TWIN FALLS — Candidates running for City Council met community members Thursday at the College of Southern Idaho to chat about their concerns about the city’s future.
The event, billed as “Candidate Speed Dating,” was an opportunity for the public to meet the candidates, said CSI political science Associate Professor Perri Gardner, who organized the event.
The most frequently asked question at the event concerned the staggering growth of Twin Falls in recent years and the subsequent need for affordable housing in the city.
Craig Kelley, vice chairman of the city Planning and Zoning Commission, said he fears the scales that balance the area’s agricultural base with its natural resources have already tipped toward the inability to sustain such growth.
Kelley, a merchandiser of dry edible beans and rice with Trinidad Benham Corp., is running for Seat 1 on the City Council against Tara Rueda, Jason Brown, Patrick Patterson and James Piersol.
Spencer Cutler, who is running for Seat 5 against Mike Allred, Liyah Babayan and Hannah Cameron, agrees with Kelley.
“Natives here are concerned about housing, developers and the growth of the city,” Cutler told the Times-News. “They’re concerned about the availability and cost of housing and the costs of (city) services.”

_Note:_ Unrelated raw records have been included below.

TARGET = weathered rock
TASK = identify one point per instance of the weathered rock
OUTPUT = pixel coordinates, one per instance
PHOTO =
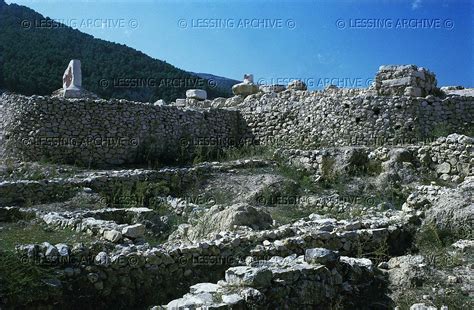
(248, 276)
(133, 231)
(113, 235)
(321, 256)
(297, 85)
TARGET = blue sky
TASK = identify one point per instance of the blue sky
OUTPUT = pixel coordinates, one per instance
(338, 42)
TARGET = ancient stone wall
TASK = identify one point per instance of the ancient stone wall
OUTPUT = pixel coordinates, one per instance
(101, 132)
(338, 118)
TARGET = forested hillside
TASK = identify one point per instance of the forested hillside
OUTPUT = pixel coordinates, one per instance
(33, 59)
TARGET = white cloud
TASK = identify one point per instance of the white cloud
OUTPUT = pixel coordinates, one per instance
(415, 4)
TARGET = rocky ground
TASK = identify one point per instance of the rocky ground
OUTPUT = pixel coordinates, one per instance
(262, 228)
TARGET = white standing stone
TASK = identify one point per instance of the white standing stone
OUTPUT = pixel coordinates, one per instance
(198, 94)
(248, 78)
(72, 77)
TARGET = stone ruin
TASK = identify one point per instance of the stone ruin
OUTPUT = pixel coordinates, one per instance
(246, 88)
(406, 80)
(72, 83)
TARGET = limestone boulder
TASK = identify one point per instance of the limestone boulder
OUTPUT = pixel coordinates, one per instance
(245, 89)
(297, 85)
(198, 94)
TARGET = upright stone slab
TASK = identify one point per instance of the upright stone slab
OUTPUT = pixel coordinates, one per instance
(72, 77)
(72, 83)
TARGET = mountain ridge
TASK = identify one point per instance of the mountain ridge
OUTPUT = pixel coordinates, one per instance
(33, 59)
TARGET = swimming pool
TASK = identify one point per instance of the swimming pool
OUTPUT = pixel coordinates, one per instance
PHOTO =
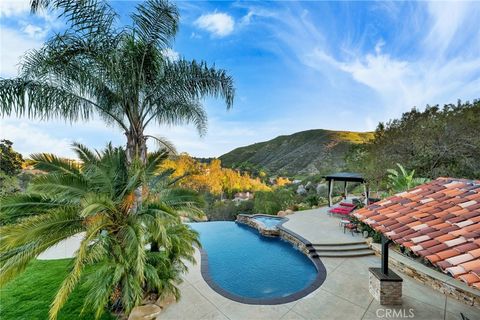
(245, 266)
(268, 222)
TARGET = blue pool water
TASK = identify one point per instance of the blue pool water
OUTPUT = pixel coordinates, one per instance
(247, 264)
(269, 222)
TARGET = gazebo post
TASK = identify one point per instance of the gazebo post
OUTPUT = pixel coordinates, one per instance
(366, 191)
(385, 243)
(384, 285)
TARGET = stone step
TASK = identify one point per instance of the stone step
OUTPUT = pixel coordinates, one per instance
(342, 254)
(351, 247)
(337, 244)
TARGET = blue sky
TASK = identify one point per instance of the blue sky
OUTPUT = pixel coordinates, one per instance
(296, 66)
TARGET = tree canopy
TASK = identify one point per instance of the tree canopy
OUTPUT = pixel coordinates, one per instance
(434, 142)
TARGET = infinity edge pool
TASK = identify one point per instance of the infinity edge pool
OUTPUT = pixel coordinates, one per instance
(317, 282)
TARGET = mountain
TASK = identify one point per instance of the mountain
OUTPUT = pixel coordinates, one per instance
(302, 153)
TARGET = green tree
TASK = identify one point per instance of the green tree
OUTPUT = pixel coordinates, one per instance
(270, 202)
(401, 180)
(96, 198)
(438, 141)
(10, 160)
(121, 73)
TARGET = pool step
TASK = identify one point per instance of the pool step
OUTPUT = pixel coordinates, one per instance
(350, 247)
(342, 254)
(346, 249)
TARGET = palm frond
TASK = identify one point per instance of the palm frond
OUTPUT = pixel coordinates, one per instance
(156, 22)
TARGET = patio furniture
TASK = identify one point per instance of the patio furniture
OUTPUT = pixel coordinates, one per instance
(351, 226)
(344, 222)
(342, 210)
(345, 204)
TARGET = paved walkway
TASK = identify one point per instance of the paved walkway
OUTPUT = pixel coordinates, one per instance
(318, 227)
(344, 294)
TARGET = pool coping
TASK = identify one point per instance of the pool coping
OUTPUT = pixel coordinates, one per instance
(319, 279)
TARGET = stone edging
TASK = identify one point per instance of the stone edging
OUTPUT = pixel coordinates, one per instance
(247, 219)
(434, 279)
(301, 243)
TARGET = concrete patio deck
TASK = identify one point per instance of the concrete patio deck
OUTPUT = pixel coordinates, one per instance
(344, 294)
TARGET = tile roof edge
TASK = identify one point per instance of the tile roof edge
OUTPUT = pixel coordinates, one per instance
(437, 275)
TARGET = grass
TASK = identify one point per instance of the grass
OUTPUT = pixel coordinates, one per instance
(29, 295)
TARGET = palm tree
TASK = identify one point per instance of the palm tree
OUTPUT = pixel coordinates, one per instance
(402, 180)
(121, 74)
(96, 198)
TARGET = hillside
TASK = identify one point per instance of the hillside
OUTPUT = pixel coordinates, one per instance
(302, 153)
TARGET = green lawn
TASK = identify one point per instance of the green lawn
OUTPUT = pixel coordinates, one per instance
(29, 295)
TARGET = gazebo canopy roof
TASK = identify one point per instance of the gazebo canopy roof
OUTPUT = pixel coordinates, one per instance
(439, 221)
(345, 176)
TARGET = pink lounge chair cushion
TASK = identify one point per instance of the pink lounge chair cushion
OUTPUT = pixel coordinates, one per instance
(345, 204)
(341, 210)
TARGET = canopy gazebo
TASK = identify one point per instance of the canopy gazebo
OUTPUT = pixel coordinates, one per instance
(345, 177)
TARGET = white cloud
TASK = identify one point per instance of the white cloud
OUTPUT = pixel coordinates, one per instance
(217, 23)
(442, 66)
(171, 54)
(13, 46)
(29, 138)
(34, 31)
(10, 8)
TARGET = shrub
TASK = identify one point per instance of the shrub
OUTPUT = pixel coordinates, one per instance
(228, 210)
(312, 200)
(270, 202)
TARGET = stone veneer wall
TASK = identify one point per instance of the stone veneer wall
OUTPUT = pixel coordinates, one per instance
(283, 233)
(432, 278)
(293, 239)
(387, 290)
(246, 219)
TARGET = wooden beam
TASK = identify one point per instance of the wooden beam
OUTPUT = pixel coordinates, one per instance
(330, 190)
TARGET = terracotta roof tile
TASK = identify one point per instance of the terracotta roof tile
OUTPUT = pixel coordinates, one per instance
(439, 221)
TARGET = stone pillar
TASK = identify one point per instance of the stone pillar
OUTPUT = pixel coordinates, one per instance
(386, 289)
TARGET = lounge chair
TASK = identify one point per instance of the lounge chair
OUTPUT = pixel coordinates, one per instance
(342, 210)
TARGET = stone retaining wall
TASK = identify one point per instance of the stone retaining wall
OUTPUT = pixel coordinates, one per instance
(247, 219)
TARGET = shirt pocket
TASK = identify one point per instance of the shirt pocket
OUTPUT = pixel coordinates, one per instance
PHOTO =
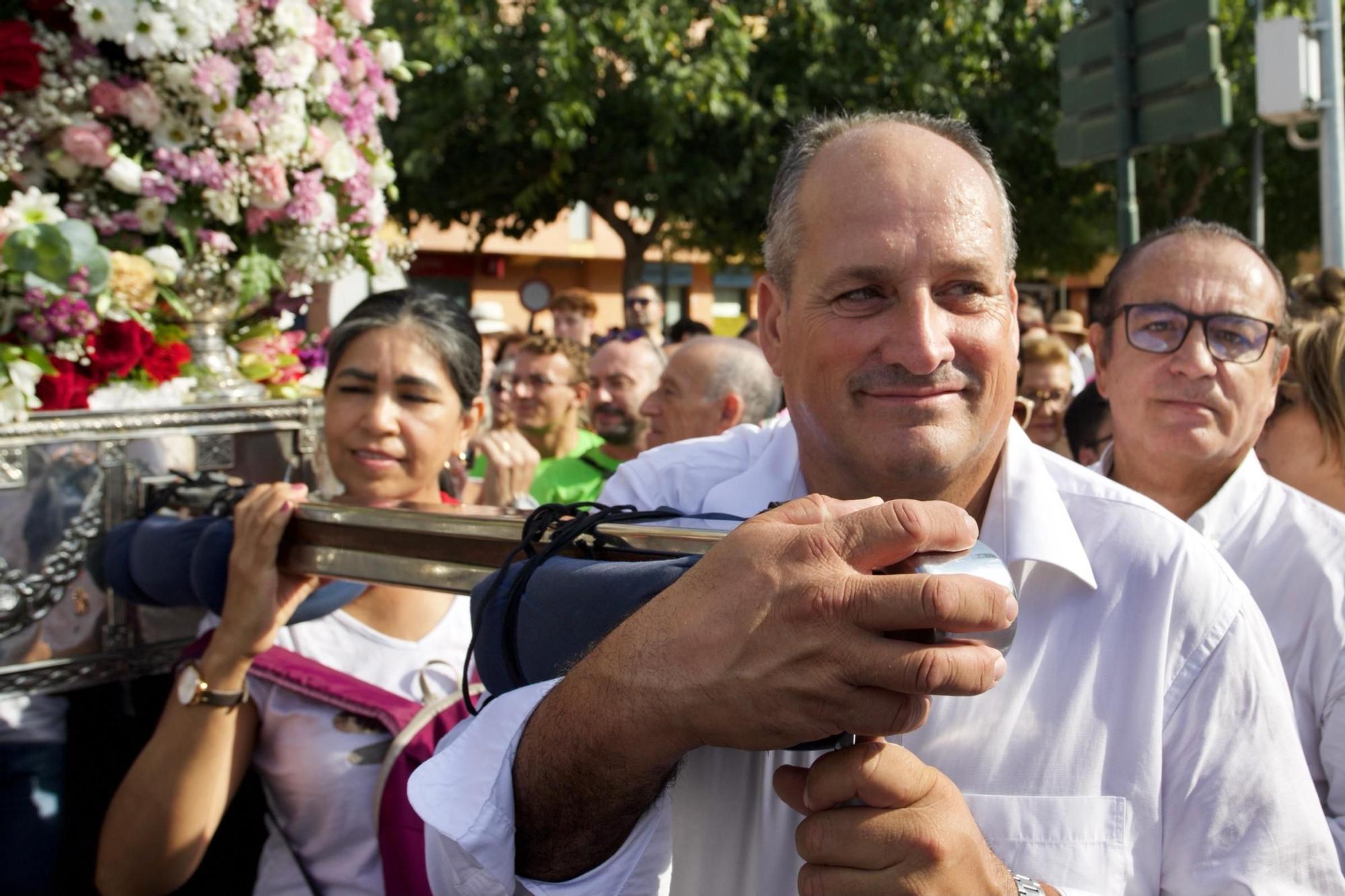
(1067, 841)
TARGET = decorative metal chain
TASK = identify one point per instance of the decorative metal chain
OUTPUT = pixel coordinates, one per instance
(26, 598)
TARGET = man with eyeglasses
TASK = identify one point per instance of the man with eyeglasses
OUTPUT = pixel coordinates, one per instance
(1190, 356)
(549, 389)
(645, 313)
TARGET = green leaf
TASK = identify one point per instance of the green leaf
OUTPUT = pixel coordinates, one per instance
(259, 274)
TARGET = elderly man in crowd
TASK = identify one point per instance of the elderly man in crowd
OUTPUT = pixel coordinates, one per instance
(711, 385)
(1190, 354)
(1044, 380)
(572, 315)
(622, 374)
(549, 391)
(645, 313)
(1140, 739)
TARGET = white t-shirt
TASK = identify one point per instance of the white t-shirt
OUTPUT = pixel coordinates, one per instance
(1143, 740)
(321, 778)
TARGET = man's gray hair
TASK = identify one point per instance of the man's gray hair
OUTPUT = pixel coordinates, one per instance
(785, 229)
(740, 368)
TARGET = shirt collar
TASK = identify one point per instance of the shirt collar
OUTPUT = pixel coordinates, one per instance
(1243, 493)
(1026, 517)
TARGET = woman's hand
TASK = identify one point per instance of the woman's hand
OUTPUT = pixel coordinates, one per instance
(260, 599)
(510, 466)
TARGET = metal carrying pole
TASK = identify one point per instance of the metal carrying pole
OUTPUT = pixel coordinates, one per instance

Piersol, a military veteran and self-described Christian, says the city is too involved in what he called “family responsibilities” and he wants to see the City Council stick to basic city services — such as police and fire departments.
But he also says the city needs to do something to stop abortion.
“I’d say there were two main things that prompted my interest in running for city council,” Piersol wrote on his campaign Facebook page, “those being how we as a city handled the lockdown last year and also how we as a city refused to end Abortion when an ordinance to protect our unborn neighbors was shut down and the city council decided to not move it to a vote.”
Babayan addressed the importance of preserving the town’s historic buildings.
“The buildings are our stories,” she said. “If they’re destroyed, we can’t bring them back.”
Cameron, a geography teacher at Jerome Middle School, told the Times-News she sees a need for strong leadership in the city government.
“My heart is set on making good public policy and to bring in more opportunities to promote economic development,” she said.
Cameron said many had asked about how she feels about the COVID-19 vaccine and mask mandates. Although she thinks the question is not pertinent to the City Council, she had no problem answering, saying she believes people have a right to know how a candidate feels about certain things.
“I think (masks and vaccines are) a personal choice,” she said.
Election Day is Nov. 2. Sample ballots are available at twinfallscounty.org/election/sample_ballots. Voters should note that uncontested seats will not appear on the ballot.